Jean-Marc Lemaitre and his colleagues utilized skin cells known as fibroblasts derived from donors ranging in age from 74 to 101 years. The cells were first multiplied to reach a senescent state, at which the end of cellular proliferation is reached. Using a newly developed cocktail of six genetic factors, the senescent cells were reprogrammed into functional induced pluripotent stem cells, which had the characteristics of embryonic stem cells (including a capacity for self-renewal and differentiation), without any traces of having previously aged. The cells were then differentiated into adult cells and compared to the original cells.
"Signs of aging were erased and the induced pluripotent stem cells obtained can produce functional cells, of any type, with an increased proliferation capacity and longevity," reported Dr Lemaitre, who is a researcher at INSERM’s Functional Genomics Institute. "Our strategy worked on cells taken from donors in their 100s. The age of cells is definitely not a reprogramming barrier."
"This research paves the way for the therapeutic use of induced pluripotent stem cells, insofar as an ideal source of adult cells is provided, which are tolerated by the immune system and can repair organs or tissues in elderly patients," he concluded.
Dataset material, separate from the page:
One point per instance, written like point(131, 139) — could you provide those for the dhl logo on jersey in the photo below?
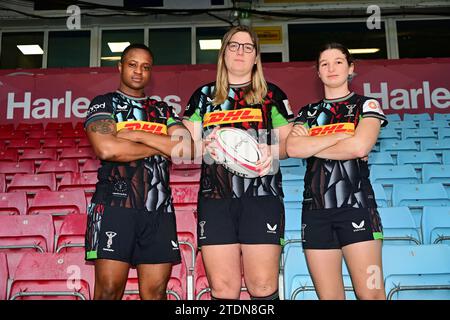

High dose vitamin D supplementation suggested for obese adolescents
November 2, 2011. In a presentation at the annual meeting of Experimental Biology, University of Missouri associate professor of nutrition and exercise physiology Catherine Peterson reported a benefit for a high dosage of vitamin D3 in adolescents suffering from obesity. Obese adolescents have been observed to be half as efficient as those who are nonobese in utilizing the vitamin, resulting in a higher incidence of deficiency.
For the current study, University of Missouri Adolescent Diabetes and Obesity clinic patients with vitamin D insufficiency or deficiency were randomized to receive 4,000 international units (IU) per day vitamin D3 or a placebo for six months, in addition to standard diabetes treatment. Serum 25-hydroxyvitamin D levels were re-evaluated at the end of the treatment period.
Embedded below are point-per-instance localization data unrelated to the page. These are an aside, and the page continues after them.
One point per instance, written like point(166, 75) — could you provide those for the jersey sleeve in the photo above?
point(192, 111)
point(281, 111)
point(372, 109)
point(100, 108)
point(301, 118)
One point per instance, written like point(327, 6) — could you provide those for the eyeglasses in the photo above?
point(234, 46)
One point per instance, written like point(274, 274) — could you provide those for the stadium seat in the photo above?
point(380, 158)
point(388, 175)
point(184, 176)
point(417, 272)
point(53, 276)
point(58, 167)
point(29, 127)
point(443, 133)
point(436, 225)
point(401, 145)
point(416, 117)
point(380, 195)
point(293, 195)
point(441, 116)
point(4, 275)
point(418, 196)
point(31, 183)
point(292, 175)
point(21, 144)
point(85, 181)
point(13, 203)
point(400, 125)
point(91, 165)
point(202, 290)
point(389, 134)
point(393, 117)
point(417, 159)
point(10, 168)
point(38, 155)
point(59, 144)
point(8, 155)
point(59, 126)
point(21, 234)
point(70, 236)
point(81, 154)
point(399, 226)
The researchers observed significantly higher vitamin D levels in subjects who received vitamin D compared to those who received the placebo. "Obese adolescents face an increased risk for deficiency because they tend to absorb vitamin D in their fat stores, which prevents it from being utilized in their blood," explained Dr Peterson, who is the director of undergraduate studies for the Department of Nutrition and Exercise Physiology at the University's College of Human Environmental Sciences. "We found that a daily dose of 4,000 IUs of vitamin D3, the maximum intake level set by the Institute of Medicine, is both safe and effective at improving vitamin D status in obese adolescents."
"If obese adolescents only consumed the recommended 600 IUs, they would be in trouble," she noted. "It takes 4,000 IUs to raise their vitamin D status within a sufficient range. This is much higher than the currently recommended daily amount for this age group. This indicates that physicians need to carefully evaluate the vitamin D status in their overweight and obese patients."